Karantina günlerinde ilk sanal gala deneyimi
Malumunuz sosyal izolasyon önemli şu günlerde.
O sebeptendir ki, ne bir dizi-film galası, ne konser hiç bir şeye gidemiyoruz.
Ama biz gidemezsek de, bu tür etkinlikler ayağımıza geliyor.
Sanatçılar her akşam konserlerini evlerinden veriyor.
Ve bizler de her gün değişik bir deneyim yaşıyoruz.
Geçen Perşembe günü de ID İletişim'den “İlk sanal galaya davetlisiniz” diye bir e-mail alınca heyecanlandım.
Yeni bir tecrübe, yeni bir deneyim daha.
Blu TV ve FX ortaklığında hayata geçirilen Kenan İmirzalioğlu, Ahmet Mümtaz Taylan ve Melisa Sözen’in başrollerini paylaştığı “Alef”in galasını sanal gerçekleştirecektik.
E hadi madem.
Davetiye de “Dizi kadrosunun da katılımıyla gerçekleşecek. Türkiye’nin ilk sanal galası. Saatler 22.30’u gösterdiğinde devre dışı olacaksınız” diyordu.
E hazırlanalım madem deyip kedim Latte Bey ve ben koyulduk saati beklemeye.
Saatler 20.30’u gösterdiğinde önce şifreyi çözdük.
Ve oyuncuların sosyal izolasyon mesajından sonra dizinin ilk iki bölümünü izlemeyebaşladık.
Yönetmenliğini Emin Alper’in yaptığı “Alef” cinayet çözen iki dedektifin hikayesi.
Ben iki bölümü soluksuz izledim.
Akıcı ve merak uyandıran bir hikayesi var.
Çekimlere de bayıldım.
Ayrıca Kenan İmirzalioğlu’nu bir dizide çok özlemişim.
Melisa Sözen ve Mümtaz Taylan ise cuk oturmuş.
*
Kenan Süpermen i oynamıyor
Tabii Kenan İmirzalıoğlu hayranları bilindik bir hikaye ve rolle karşılaşmayacaklar.

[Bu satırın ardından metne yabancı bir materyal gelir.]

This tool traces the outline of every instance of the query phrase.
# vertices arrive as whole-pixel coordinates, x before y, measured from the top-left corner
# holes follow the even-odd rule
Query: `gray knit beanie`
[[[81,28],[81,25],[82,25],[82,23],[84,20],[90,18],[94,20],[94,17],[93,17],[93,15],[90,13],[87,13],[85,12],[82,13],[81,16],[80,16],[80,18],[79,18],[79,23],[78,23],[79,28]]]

Yani Mümtaz Taylan’ın “Kenan İmirzalıoğlu bir Süpermen’i oynamıyor. Değişik bir deneyim sizi bekliyor” demesi bundan.
Hatta Kenan İmirzalıoğlu bile “Gizemli bir dizi. Açık açık anlatılan bir tarz değil” diyor.
Dizi, filmi bol bol izlediğimiz şu günlerde gizemli bir hikaye sizi bekliyor.
İyi oyunculukta cabası…
*
Benden size iki dizi önerisi
1- Unorthodox:
Ultra-Ortodokscemaatin New York’un kalbindeki hayatını gözler önüne seren bir dizi. Hasidik Yahuditopluluğunun yaşam tarzını gözler önüne seriyor.
Oyuncular müthiş.
Kıyafetler harika.
Dekor muazzam.
Shira Haas müthiş oynuyor ve hissettiriyor.
Dizi su gibi akıp gidiyor. Başından kalkamadım.
Ve dizide en etkilendiğim oldu. İnanın hala aklıma geliyor. Mesela bir kadına verilen cinsel eğitim sonrası banyoda kendi bedenine yaptığı keşif inanılmazdı. Ve yine evlendikten sonra kocasının karşı cinsel yaklaşım sahneleri inanılmazdı. Ve hayat kadına sorduğu sorular. Gerçekten bir izleyici olarak benim içinde acayip bir deneyimdi.
Tavsiye ederim.
2-Alevlerin Ardında (The Bonfire Of Destiney)
Kanlı canlı bir tarih. Tam da kadınların destanı… Fransız melodramının şaşırtıcı derecede ilginç öyküsü. 1897 de Paris’te bir yangın sonrasında birbirinden kibar ve hayır için toplanmış aristokrat insanların gerçek yüzünü gün yüzüne çıkartan bir hikaye.
Üç kadının gözler önüne serilen hikayesi. Fransa da kadınların seçme hakları bile bu üç kadının özgürlükleri ve sevdikleri için neleri göze alabildikleri.
Aristokrat sınıfı ile alt tabaka arasındaki keskin çizginin anlatıldığı dizi şiddetle tavsiye ederim.
Her zamanki gibi zengin ve soylu kişilerin çıkarları için neler yapabildiğine bir kez daha şahit olacaksınız.
*
Dikkat ediyorum da
Küçücük bir virüs gelmiş tüm dünyayı yerle yeksan etmiş.
Tüm dünya neredeyse evine kapanmış.
Her gün insanlar hayatlarını kaybediyor.
Can kayıpları her gün çoğalıyor.
Ne olacağı belli değil.
Ama bir kesim var ki, hala kötülüklerini yapmaya devam ediyor.